ZahlPrüfbV

Zahlungsinstituts-Prüfungsberichtsverordnung

Verordnung über die Prüfung der Jahresabschlüsse der Zahlungsinstitute und E-Geld-Institute sowie die darüber zu erstellenden Berichte

Vom 15.10.2009

Zuletzt geändert am 13.12.2018

§ 3

Art und Umfang der Berichterstattung

(1) Der Umfang der Berichterstattung hat, vorbehaltlich der nachfolgenden Bestimmungen, der Bedeutung und dem Risikogehalt der dargestellten Vorgänge zu entsprechen.

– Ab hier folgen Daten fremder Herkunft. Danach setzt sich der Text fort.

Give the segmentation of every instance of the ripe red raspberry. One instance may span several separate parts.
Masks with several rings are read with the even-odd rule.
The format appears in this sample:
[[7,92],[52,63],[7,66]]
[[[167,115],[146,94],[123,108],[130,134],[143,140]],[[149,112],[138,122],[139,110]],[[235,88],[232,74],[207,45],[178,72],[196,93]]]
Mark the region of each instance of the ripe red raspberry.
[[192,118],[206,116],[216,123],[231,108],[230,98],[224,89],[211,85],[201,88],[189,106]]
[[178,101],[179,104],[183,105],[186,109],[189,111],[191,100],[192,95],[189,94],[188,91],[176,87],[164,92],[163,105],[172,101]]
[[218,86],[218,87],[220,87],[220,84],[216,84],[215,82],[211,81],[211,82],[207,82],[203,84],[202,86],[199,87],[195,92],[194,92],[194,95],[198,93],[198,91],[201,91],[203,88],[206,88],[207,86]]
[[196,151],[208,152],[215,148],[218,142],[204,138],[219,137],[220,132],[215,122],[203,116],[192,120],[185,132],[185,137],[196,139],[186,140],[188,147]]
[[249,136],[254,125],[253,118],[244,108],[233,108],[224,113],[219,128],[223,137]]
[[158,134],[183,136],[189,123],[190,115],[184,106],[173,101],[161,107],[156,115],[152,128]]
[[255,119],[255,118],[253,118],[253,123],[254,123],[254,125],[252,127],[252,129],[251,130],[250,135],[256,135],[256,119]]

(2) 1Bei den im Prüfungsbericht vorgenommenen Beurteilungen sind die aufsichtlichen Vorgaben zu den einzelnen Bereichen zu beachten. 2Die Beurteilungen sind nachvollziehbar zu begründen. 3Dabei sind auch bedeutsame Vorgänge, die nach dem Bilanzstichtag eingetreten und dem Abschlussprüfer bekannt geworden sind, zu berücksichtigen und im Prüfungsbericht darzulegen.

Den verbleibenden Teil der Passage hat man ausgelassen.